Do some quick (or thorough) research using good ol’ Google, LinkedIn, and Glassdoor. Find the company’s website to read through their About and News pages to get up-to-date on their mission, vision, values, and company updates. Use LinkedIn and Glassdoor to take a sneak peek at the employee experience. These are details that will help you answer this question and connect the dots that you’re the best fit for the job and company.
Another Perspective On This Interview Question
Dominguez’ perspective on this common interview question reflects the changing attitude of interviewers and hiring managers.
“The question ‘Why should we hire you?’ in a time of record low unemployment is the wrong question asked by the wrong party. Now candidates have more bargaining power and should be the ones asking, ‘Why should I work here?’ Hopefully, employers have a clue about how to answer that one.
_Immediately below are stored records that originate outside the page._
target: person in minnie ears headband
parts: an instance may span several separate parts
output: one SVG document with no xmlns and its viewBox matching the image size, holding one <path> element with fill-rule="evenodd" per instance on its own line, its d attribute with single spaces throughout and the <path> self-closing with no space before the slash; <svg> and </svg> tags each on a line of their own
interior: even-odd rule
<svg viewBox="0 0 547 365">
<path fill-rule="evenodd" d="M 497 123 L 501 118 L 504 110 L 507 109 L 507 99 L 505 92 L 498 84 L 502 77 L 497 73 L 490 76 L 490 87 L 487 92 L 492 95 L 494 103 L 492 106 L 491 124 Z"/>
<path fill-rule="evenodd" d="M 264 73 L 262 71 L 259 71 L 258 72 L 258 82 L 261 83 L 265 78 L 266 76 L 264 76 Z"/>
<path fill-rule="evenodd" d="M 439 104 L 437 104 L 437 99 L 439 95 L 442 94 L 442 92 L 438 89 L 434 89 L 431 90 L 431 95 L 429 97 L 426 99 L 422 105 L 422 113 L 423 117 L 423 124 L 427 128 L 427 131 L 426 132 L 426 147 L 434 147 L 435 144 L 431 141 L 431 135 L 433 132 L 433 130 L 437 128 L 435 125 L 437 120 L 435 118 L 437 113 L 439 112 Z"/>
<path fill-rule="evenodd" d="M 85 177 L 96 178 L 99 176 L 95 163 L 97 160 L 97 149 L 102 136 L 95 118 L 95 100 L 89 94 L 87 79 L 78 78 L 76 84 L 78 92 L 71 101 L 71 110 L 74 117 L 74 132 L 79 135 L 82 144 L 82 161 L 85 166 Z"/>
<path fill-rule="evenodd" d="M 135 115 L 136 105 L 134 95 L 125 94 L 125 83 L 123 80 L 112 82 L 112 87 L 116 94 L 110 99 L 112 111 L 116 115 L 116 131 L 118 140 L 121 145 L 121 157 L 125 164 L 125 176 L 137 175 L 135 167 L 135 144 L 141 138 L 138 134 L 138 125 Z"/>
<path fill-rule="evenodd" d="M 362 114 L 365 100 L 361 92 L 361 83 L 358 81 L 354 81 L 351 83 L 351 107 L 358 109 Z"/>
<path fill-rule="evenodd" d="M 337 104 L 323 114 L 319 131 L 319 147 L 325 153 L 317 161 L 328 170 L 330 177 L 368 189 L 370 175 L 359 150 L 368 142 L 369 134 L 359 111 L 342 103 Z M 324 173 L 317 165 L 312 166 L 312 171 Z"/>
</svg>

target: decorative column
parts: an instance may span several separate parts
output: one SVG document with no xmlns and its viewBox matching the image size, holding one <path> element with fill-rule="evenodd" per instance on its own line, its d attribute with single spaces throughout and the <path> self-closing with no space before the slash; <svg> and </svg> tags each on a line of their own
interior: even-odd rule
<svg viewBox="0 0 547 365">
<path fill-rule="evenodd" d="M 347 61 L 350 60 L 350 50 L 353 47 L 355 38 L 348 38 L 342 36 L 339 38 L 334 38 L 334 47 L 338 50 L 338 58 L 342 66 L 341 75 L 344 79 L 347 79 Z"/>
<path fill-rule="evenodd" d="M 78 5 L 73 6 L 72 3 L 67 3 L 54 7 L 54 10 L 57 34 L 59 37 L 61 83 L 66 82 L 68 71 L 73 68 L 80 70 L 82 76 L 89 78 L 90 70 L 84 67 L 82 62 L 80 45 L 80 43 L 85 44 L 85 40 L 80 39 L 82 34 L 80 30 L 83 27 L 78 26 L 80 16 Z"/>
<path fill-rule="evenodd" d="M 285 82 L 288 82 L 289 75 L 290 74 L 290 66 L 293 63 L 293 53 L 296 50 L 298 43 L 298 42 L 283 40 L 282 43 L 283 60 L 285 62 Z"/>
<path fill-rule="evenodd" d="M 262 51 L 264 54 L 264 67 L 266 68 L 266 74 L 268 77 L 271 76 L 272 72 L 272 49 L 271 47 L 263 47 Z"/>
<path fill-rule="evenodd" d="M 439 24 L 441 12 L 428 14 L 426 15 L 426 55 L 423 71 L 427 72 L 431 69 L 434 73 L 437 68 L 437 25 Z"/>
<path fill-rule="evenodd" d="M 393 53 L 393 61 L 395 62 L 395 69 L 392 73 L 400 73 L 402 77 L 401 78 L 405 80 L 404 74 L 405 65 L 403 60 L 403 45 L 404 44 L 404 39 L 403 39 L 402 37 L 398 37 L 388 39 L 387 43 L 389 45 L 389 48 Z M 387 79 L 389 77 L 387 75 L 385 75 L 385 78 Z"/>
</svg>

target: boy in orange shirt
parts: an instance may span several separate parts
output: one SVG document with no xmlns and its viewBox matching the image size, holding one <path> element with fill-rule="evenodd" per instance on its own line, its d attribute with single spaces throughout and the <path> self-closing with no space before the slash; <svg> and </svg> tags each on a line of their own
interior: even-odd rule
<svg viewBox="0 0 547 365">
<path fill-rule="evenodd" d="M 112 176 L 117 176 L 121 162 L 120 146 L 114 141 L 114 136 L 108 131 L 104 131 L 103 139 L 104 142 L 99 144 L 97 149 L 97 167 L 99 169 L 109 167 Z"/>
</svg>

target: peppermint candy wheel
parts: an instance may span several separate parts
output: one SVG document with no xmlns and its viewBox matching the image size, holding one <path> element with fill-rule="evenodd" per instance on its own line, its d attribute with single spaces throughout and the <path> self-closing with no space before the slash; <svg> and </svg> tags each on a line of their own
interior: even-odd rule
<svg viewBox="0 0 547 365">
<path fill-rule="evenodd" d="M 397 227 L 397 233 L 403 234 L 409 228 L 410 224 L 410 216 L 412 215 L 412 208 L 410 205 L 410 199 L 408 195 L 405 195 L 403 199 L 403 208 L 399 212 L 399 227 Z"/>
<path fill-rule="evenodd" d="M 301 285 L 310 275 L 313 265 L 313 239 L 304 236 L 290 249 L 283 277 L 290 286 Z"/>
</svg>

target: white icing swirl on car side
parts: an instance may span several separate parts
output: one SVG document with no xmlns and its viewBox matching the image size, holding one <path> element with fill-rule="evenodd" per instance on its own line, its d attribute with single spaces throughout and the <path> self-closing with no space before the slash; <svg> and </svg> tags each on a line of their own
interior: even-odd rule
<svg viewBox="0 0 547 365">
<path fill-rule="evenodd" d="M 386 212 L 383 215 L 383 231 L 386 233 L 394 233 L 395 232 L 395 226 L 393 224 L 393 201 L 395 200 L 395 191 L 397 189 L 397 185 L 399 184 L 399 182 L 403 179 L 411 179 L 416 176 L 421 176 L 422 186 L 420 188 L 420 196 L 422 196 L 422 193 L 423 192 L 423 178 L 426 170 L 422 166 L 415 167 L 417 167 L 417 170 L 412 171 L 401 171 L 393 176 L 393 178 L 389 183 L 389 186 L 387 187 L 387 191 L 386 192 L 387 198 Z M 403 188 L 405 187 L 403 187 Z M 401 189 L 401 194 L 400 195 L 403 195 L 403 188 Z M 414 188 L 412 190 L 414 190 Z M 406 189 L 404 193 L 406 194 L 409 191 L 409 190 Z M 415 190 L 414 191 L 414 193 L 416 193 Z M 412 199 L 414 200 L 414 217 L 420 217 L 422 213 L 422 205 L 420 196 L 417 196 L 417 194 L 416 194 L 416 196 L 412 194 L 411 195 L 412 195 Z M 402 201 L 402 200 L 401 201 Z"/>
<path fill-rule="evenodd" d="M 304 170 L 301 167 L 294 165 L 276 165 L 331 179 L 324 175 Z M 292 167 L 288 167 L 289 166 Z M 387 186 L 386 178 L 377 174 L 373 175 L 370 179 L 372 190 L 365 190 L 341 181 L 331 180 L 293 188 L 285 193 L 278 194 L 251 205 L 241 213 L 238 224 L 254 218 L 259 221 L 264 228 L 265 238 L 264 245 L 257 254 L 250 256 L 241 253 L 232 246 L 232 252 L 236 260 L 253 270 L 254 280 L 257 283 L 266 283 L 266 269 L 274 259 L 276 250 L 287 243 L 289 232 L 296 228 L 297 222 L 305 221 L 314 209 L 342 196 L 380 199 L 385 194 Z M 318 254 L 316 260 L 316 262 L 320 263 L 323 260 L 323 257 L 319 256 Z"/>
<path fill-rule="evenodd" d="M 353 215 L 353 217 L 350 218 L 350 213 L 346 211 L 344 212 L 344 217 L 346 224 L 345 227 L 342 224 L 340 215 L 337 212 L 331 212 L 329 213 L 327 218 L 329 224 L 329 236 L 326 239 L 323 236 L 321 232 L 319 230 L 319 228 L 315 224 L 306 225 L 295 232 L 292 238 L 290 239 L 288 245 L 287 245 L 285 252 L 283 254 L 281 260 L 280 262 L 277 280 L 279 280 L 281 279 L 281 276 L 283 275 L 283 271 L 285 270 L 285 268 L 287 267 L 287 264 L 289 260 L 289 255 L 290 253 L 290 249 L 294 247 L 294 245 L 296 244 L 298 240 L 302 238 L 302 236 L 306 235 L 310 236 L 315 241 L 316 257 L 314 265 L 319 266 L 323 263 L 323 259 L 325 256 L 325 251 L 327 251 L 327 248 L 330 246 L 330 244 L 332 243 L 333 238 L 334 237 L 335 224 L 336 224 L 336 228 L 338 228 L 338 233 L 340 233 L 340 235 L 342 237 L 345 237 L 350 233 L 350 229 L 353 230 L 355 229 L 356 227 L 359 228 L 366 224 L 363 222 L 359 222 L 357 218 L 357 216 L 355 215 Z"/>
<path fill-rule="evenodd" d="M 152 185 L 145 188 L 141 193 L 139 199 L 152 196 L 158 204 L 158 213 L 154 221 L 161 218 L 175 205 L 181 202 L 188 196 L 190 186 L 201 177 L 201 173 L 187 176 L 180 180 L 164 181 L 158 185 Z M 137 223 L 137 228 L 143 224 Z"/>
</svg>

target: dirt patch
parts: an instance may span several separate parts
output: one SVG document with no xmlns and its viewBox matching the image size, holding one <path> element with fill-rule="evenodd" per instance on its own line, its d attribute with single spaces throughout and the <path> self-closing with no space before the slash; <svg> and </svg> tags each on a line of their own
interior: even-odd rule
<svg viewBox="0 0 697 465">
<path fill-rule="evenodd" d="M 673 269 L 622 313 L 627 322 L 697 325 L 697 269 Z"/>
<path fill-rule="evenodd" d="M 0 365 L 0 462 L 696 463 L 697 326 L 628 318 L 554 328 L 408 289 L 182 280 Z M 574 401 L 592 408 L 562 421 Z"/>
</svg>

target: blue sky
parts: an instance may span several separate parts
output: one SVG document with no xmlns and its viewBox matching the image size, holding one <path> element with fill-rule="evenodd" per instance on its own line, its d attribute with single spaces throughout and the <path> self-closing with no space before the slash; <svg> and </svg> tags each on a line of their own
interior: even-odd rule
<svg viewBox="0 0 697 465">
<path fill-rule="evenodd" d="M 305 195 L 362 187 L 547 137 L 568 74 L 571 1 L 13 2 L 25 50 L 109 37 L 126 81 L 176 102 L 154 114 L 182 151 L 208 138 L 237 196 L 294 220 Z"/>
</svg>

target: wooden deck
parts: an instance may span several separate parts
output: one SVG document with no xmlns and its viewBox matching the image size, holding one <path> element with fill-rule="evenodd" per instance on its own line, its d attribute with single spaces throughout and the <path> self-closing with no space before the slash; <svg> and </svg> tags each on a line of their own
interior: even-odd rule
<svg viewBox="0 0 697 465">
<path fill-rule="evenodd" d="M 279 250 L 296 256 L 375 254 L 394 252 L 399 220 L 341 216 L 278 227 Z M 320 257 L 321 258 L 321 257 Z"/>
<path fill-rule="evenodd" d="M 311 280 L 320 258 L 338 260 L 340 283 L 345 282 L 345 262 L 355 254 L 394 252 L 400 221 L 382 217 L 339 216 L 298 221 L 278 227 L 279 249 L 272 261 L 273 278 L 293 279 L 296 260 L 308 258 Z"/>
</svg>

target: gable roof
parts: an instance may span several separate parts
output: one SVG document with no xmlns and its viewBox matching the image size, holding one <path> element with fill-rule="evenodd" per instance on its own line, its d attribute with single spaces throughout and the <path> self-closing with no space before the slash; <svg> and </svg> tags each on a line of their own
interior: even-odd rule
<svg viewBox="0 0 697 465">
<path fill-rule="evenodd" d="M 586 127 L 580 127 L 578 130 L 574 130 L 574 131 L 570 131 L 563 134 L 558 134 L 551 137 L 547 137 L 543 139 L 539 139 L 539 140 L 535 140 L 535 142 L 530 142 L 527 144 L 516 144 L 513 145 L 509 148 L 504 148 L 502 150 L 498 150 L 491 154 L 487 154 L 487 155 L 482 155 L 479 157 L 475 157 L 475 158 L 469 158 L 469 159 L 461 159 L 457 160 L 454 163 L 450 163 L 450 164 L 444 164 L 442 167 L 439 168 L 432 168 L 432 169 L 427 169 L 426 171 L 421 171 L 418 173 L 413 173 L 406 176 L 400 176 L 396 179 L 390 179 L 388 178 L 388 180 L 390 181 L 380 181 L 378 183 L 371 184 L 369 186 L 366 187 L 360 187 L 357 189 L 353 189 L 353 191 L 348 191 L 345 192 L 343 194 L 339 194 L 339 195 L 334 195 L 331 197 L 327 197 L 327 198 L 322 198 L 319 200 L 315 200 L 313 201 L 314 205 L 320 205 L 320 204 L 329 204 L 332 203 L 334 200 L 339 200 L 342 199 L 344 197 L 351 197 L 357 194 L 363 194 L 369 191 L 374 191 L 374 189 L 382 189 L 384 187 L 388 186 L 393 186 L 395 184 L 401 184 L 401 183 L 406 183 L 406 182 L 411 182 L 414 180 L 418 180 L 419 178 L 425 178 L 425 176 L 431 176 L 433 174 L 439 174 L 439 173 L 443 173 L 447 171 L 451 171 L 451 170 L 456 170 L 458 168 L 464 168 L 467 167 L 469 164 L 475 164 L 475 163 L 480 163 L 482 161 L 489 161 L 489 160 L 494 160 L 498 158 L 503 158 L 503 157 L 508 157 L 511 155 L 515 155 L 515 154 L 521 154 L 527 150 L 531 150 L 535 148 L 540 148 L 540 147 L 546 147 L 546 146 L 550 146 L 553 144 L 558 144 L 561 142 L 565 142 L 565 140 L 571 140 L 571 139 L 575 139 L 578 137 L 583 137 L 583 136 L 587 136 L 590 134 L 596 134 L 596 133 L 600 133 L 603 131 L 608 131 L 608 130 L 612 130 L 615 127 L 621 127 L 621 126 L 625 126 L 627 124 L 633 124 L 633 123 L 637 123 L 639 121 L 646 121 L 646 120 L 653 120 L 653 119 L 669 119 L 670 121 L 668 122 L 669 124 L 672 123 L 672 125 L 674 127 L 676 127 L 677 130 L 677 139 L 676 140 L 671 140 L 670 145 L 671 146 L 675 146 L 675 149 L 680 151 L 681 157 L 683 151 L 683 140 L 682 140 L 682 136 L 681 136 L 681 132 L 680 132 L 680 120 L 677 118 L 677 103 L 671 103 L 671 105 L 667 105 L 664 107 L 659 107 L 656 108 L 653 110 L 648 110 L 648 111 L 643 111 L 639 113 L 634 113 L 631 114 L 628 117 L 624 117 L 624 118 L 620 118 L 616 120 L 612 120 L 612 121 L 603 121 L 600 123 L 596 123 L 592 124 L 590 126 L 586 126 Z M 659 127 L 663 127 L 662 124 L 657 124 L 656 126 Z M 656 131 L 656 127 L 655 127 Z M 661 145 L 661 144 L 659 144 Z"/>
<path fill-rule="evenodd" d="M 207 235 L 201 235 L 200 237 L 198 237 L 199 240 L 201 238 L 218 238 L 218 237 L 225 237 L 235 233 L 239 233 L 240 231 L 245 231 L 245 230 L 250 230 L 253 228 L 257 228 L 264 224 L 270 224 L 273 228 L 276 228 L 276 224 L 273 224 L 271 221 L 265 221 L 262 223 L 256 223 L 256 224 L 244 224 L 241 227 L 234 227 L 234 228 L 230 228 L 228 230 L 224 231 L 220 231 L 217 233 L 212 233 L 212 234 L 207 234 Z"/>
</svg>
The best answer to that question really means nothing except that someone is good on their feet. Why do interviewers still ask it? Likely because they saw the question in some book or article, and it looked good and safe to ask. My point is, the interview process is flawed and it's time for something different like a real conversation with candidates instead of an inquisition or interrogation.”
I challenge you to spend more time preparing for your next interview by researching the company’s mission, vision, values, and news to have a direct and advantageous answer to this interview question.
What other tools do you use to prepare for job interviews?